💾 Archived View for nox.im › posts › 2021 › 1212 › solana-on-chain-programs captured on 2024-09-29 at 00:00:32. Gemini links have been rewritten to link to archived content
⬅️ Previous capture (2023-09-28)
-=-=-=-=-=-=-
In the Solana ecosystem, smart contracts are known as on-chain "programs". These programs are compiled with LLVM to an Executable and Linkable Format (ELF). It also utilizes a variation of the Berkeley Packet Filter (BPF) for the program instruction set. Storage on Solana requires low level management. For anyone who worked in embedded systems this will feel like a breeze of familiar air.
This post is a follow up on my previous notes on the Solana development environment setup[1] and touches on building and deploying Solana programs with Rust, the eBPF instruction set and what I learned so far started developing on Solana. This is all very new to me, if you find any mistakes please let me know! I'll keep expanding this article.
1: Solana development environment setup
Solana[1]
A quick overview over some fundamentals. You don't actually need to know these if you are just starting off and use the anchor framework. It may be a bit of background info though but feel free to skip this section.
Solana BPF programs have a fixed memory map,
entry point 0x100000000 stack 0x200000000 heap 0x300000000 parameters 0x400000000
Stack frames are not variable pointers but fixed in size of 4KB. The call depth is limited to 64 frames. The heap does not support free or realloc.
Note that while Rust is the language of choice in the Solana ecosystem, it should not be indimidating for developers unfamiliar with the language. With a bit of experience in any language, we should be able to understand what Rust programs do and how we can extend them.

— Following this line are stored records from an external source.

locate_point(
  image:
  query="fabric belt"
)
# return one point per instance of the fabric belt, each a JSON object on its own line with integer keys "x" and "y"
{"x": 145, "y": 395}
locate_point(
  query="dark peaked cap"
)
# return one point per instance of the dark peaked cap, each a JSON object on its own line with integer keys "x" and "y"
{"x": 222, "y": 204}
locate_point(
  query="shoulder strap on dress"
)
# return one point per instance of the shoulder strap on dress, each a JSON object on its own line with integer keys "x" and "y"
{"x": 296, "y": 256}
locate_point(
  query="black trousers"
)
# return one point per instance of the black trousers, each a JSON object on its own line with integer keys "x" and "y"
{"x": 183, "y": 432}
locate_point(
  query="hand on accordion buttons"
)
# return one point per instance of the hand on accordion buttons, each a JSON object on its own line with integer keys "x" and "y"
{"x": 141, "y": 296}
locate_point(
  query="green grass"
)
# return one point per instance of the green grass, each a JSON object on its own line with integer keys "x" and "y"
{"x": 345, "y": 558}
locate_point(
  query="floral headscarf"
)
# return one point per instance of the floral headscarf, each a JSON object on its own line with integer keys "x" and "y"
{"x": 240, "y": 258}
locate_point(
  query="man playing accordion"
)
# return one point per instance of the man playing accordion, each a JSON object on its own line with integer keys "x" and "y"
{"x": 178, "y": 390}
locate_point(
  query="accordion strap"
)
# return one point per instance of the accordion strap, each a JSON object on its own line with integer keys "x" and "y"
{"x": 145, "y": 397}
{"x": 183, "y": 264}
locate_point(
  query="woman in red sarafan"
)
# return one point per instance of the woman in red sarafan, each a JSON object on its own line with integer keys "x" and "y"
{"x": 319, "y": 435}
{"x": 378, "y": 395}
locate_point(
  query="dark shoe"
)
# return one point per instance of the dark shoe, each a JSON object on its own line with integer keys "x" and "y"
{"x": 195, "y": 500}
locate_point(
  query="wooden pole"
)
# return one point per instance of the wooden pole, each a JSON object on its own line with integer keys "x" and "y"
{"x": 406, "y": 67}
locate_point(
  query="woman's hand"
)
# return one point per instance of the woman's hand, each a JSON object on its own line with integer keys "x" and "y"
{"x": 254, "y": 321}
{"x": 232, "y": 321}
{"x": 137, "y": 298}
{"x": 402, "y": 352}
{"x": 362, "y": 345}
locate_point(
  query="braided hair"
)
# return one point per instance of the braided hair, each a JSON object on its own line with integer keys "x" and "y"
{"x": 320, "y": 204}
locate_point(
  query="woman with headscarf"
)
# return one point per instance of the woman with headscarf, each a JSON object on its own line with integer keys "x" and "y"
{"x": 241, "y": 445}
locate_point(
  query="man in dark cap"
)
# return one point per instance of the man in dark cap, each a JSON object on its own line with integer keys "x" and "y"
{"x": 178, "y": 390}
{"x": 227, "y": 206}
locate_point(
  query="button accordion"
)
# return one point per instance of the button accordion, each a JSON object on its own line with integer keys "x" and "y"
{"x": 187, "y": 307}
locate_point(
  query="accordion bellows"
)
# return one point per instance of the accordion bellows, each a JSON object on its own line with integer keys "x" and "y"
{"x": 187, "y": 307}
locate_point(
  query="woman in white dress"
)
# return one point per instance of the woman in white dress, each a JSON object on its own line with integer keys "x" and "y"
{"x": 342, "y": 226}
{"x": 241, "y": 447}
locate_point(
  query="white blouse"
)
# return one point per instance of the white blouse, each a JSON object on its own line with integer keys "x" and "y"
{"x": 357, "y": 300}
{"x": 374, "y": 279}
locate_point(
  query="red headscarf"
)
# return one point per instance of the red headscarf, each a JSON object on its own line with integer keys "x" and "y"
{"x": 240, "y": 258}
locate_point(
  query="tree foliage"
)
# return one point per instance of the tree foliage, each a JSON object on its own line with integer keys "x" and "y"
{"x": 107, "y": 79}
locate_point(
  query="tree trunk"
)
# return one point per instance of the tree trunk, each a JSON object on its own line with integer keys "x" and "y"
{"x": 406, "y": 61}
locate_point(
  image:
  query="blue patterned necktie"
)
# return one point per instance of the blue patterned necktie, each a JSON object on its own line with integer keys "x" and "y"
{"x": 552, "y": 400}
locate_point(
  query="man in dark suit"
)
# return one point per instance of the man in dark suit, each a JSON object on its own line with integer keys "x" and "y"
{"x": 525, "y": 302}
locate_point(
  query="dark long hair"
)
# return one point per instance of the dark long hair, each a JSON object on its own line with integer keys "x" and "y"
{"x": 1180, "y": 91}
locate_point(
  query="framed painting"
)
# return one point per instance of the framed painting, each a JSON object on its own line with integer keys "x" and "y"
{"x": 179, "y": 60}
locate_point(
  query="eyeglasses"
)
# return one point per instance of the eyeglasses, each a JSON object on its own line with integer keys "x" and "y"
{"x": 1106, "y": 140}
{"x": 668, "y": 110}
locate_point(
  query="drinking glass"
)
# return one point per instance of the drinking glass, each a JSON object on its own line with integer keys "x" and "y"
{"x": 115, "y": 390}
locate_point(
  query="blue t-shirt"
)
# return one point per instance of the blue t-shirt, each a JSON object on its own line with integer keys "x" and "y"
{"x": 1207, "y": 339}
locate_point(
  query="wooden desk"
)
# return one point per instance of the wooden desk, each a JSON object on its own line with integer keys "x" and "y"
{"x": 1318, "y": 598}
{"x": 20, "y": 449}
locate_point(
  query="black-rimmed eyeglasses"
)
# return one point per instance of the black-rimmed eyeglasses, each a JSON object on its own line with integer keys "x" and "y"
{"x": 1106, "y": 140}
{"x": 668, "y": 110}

eBPF is a fewature that allows to runs user-space code inside a sandboxed, sanity-checking virtual machine in the Linux kernel. The original **Berkeley Packet Filter (BPF)** was designed to capture and filter network packets matching specific rules. An eBPF program is "attached" to a code path in the kernel so that when the code path is traversed, attached eBPF programs are executed. It enables runtime extension and instrumentation without changing kernel source code or loading kernel modules. Such programs can be attached at run-time. The programs can access kernel data structures, tests and debugging code can be deployed without the need to recompile the kernel.
The BPF VM uses its own instruction set annd is **architecturally agnostic**, it can run on your kernel regardless if it's x86 or ARM. I showcase this in an x86 to Raspberry Pi article soon. I believe this to be a key reason of why Solana chose this approach.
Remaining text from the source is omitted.